New Delhi, Dec 17 (IANS) Khan Market in New Delhi is the most expensive retail location in India and the 24th worldwide, a report by global real estate services firm Cushman & Wakefield said on Thursday.
“Khan Market is the most expensive market in India since five years, as demand for retail space has remained steady owing to its upscale location and current occupier profile,” the report noted, ranking the posh shopping place at the top.
With Rs.1,250 ($19) per sq ft rental, Khan Market is followed by Connaught Place in the city centre at Rs.850 per sq ft and DLF Galleria at Gurgaon in Haryana and South Extension in south Delhi at Rs.750 per sq ft.
“Moving two positions up to 24th worldwide and 10th in the Asia Pacific region, Khan Market is centrally located in the national capital, flanked by high-end residential catchment area, with many global and national brands’ stores in its vicinity,” the report on ‘Main streets across the world’ pointed out.
Globally, New York’s Upper 5th Avenue retained top spot with rental at a whopping $3,500 per sq ft, followed by Hong Kong’s Causeway Bay at $2,399, Avenue de Champs Elysees in Paris at $1,372 and Bond Street in London at $1,321.

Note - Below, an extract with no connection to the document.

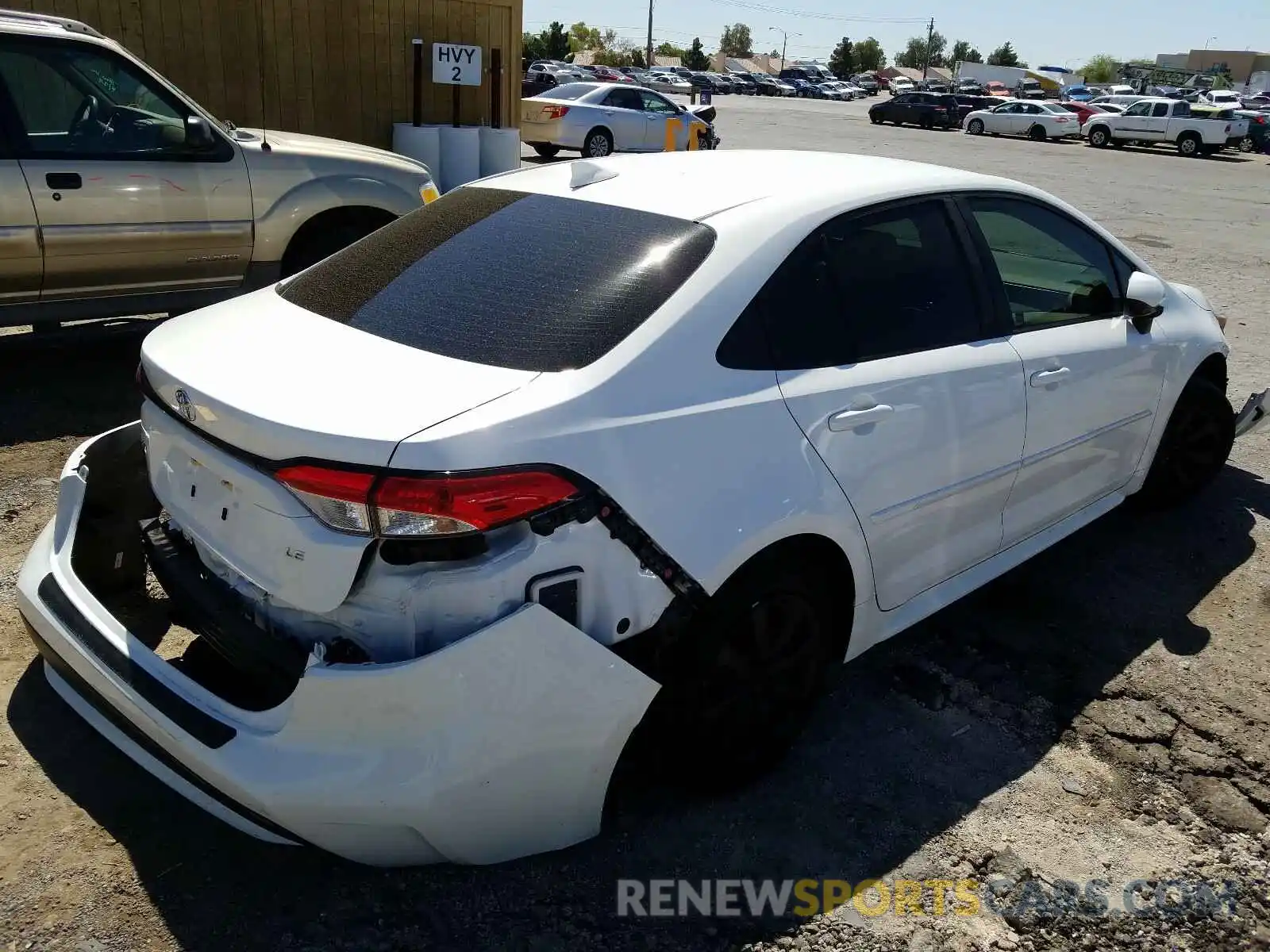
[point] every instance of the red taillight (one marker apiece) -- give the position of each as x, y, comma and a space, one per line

“In India, New Delhi and NCR (national capital region) accounted for top four most expensive locations in the country due to steady growth in retail activities year-on-year (YoY), entry of new brands and expansion of existing brands,” the report found.
Interestingly, DLF Galleria witnessed 15 percent YoY hike in rentals owing to better tenant mix and better quality of retail space and high footfalls due to location and amenities.
In contrast, retail locations in the country’s commercial capital Mumbai such as Colaba Causeway in southern suburb (ranked sixth) saw 14 percent YoY rental decline, while it remained flat on Linking Road (ranked fifth) in western suburb.
“Poor infrastructure and lack of amenities for shoppers have led to these locations fall out of preference, while Lower Parel and Kurla are preferred for their quality space and growing catchment areas,” the report said.
Vashi and Chembur in the western city’s northwest and northeast suburbs have, however, seen 14.8 percent and 9.4 percent rise in rental values YoY, as population with disposable income grew proportionately.
Kolkata’ Park Street and Camac Street ranked among top 10 in the Indian retail market despite recording no change in rental values on account of robust retailer interest and a regular inflow of brands to their location.
“The Indian retail industry has progressed to a certain level of maturity, where it has rationalised to ensure healthy growth on the basis of market dynamics,” C&W India managing director Sanjay Dutt said on the findings in the report.
Cautious growth by retailers and quality real estate have readied the sector for a new phase of growth.
“Investment in retail space is expected to change and improve supply and effective management leading to better performance of shopping centre,” Dutt added.
With presence in about 60 countries the world over and 15,000 employees, the 98-year-old US-based C&W deals in real estate process from strategy to execution.